There was a banging on the truck body. Slick looked up, his feet still outside.

A man, early twenties, porn star mustache, sleeveless t-shirt and a baseball bat in hitting position like all he wanted to was for Slick to come down so he could give him a few pointers on his swing.

“Help you, son?”

Slick hung his head. The gun was still tucked in his belt, but that was on the other side of the window. Backing out was going to be harder than going in so Slick shoved forward once and flopped out onto the bench seat of the truck. Blood raised from scrapes on his hips.

Slick lifted his hands, undid the lock and crawled out the driver’s door.

“You know what?” Slick said. “You can help me. You can give me the keys to this here truck ‘cause I am shitty at hot wiring.”

“What?” The bat was cocked and loaded.

“I got a trade.” Slick pointed to the bike resting on the curb.

“The fuck you get off trying to steal my truck?”

“It’s been a real hard day I guess.” The porn star eyed Slick up and down not sure what to make of him. “You gonna call the cops?”

“Not sure.”

“Whatta you got in there?” Slick thumbed over at the house. “A few pot plants in the back yard? Unpaid parking tickets?
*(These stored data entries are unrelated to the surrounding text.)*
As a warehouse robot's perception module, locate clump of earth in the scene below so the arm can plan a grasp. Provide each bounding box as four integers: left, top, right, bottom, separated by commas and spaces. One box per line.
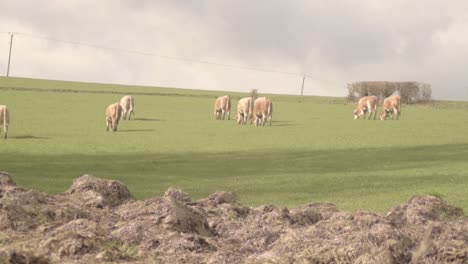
0, 172, 468, 264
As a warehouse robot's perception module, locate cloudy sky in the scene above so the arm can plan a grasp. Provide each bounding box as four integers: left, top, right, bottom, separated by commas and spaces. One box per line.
0, 0, 468, 100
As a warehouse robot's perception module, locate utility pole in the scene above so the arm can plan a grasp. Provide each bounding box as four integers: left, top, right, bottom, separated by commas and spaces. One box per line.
7, 32, 15, 77
301, 74, 305, 97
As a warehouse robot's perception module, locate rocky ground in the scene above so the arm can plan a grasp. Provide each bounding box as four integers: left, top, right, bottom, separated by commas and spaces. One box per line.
0, 172, 468, 264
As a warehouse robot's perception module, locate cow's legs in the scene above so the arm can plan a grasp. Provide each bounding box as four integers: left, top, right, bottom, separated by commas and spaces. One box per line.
237, 113, 244, 125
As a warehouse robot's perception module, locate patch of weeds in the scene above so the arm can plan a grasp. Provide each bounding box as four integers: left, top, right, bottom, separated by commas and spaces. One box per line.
103, 240, 138, 259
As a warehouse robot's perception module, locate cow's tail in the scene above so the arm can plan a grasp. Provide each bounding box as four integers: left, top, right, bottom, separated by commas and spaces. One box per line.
3, 106, 10, 139
268, 100, 273, 126
128, 96, 135, 120
114, 103, 121, 121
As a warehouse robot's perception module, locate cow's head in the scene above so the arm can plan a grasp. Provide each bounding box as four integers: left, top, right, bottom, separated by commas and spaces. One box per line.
353, 108, 360, 120
380, 109, 389, 121
353, 107, 366, 120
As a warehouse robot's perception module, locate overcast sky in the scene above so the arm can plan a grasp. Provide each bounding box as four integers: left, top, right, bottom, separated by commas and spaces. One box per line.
0, 0, 468, 100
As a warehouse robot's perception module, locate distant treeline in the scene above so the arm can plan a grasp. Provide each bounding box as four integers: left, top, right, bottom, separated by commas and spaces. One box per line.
347, 81, 432, 103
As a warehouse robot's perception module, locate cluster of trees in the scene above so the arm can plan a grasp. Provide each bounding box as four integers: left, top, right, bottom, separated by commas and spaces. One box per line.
347, 81, 432, 103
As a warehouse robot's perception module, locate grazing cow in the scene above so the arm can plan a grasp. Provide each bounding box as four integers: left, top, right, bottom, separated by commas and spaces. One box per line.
354, 95, 378, 120
0, 105, 10, 139
252, 97, 273, 126
214, 95, 231, 120
237, 97, 252, 125
106, 102, 122, 131
380, 95, 401, 120
120, 95, 135, 120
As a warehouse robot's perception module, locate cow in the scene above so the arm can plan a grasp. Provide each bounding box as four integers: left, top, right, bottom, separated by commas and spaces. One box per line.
0, 105, 10, 139
120, 95, 135, 120
353, 95, 378, 120
252, 97, 273, 126
380, 95, 401, 120
214, 95, 231, 120
237, 97, 252, 125
106, 102, 123, 131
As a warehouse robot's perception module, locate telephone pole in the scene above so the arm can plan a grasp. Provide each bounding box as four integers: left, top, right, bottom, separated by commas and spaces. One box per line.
301, 74, 305, 97
7, 32, 15, 77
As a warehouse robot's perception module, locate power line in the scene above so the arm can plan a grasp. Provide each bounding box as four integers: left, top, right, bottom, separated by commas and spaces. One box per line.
16, 32, 310, 77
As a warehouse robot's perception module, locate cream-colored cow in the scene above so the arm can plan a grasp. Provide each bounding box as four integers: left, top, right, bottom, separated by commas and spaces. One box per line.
252, 97, 273, 126
214, 95, 231, 120
380, 95, 401, 120
237, 97, 253, 125
354, 95, 378, 120
106, 102, 122, 131
120, 95, 135, 120
0, 105, 10, 139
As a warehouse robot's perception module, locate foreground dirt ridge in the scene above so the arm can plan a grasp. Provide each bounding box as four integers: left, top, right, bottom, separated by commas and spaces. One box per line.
0, 172, 468, 264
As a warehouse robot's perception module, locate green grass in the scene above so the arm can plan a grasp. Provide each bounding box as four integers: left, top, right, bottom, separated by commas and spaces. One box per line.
0, 78, 468, 211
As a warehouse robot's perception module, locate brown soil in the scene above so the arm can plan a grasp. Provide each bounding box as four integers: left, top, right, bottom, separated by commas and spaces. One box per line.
0, 172, 468, 264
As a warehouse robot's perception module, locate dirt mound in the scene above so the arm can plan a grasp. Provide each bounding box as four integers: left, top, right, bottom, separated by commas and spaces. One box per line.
0, 171, 16, 186
385, 196, 464, 226
65, 175, 133, 208
0, 172, 468, 263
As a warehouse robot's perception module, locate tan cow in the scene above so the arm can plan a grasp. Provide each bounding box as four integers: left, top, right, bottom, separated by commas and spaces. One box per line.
120, 95, 135, 120
237, 97, 252, 125
380, 95, 401, 120
252, 97, 273, 126
353, 95, 378, 120
0, 105, 10, 139
214, 95, 231, 120
106, 102, 122, 131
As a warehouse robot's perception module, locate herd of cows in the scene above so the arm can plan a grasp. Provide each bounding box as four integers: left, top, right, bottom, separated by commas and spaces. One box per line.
354, 95, 401, 120
213, 95, 273, 126
0, 92, 401, 139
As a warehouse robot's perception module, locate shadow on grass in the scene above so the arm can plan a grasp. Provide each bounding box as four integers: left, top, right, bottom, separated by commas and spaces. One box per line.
133, 117, 166, 122
8, 135, 50, 139
117, 129, 156, 132
0, 142, 468, 180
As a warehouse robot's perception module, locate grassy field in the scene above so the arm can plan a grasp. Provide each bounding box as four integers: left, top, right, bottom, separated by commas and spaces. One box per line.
0, 78, 468, 212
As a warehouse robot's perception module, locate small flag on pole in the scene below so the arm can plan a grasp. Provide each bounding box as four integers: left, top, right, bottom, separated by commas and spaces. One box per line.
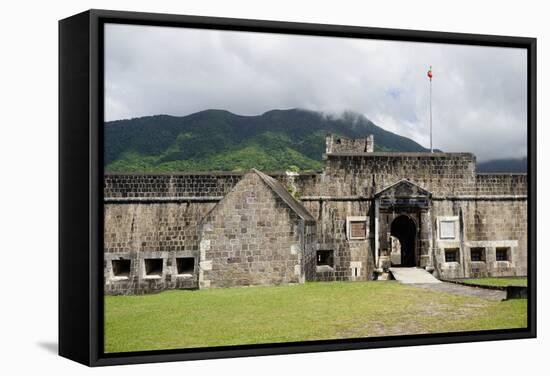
428, 65, 434, 153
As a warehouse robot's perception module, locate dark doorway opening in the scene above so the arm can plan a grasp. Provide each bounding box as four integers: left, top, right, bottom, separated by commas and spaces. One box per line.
391, 215, 416, 266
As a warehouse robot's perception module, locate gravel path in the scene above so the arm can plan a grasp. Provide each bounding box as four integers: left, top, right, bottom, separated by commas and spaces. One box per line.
408, 282, 506, 300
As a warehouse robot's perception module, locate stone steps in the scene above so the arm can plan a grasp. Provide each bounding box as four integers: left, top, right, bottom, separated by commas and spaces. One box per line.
390, 267, 442, 284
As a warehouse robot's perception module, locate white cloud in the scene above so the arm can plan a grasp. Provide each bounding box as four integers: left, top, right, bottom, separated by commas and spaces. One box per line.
105, 24, 527, 160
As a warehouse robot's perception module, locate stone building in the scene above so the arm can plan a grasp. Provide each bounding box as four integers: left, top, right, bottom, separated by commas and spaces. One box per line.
104, 135, 527, 294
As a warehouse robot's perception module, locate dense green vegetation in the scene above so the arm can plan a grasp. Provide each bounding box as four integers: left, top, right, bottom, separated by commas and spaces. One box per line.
462, 277, 527, 286
105, 281, 527, 352
105, 109, 432, 172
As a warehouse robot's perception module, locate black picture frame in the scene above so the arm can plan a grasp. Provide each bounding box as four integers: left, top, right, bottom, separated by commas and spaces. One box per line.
59, 10, 536, 366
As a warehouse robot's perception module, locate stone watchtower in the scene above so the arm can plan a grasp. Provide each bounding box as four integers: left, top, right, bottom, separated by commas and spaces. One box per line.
325, 134, 374, 154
You’re not gonna call.”

He choked up on the bat and dug in his heels. “I’ll fuck you up.”

Slick knew what he was dealing with. If things were going to go bad they would have by now. Slick decided he was running this conversation. He reached behind him and drew the gun. “No, I’ll fuck you up.”

The bat fell to the grass quietly. The porn star sputtered and thrust his hands up.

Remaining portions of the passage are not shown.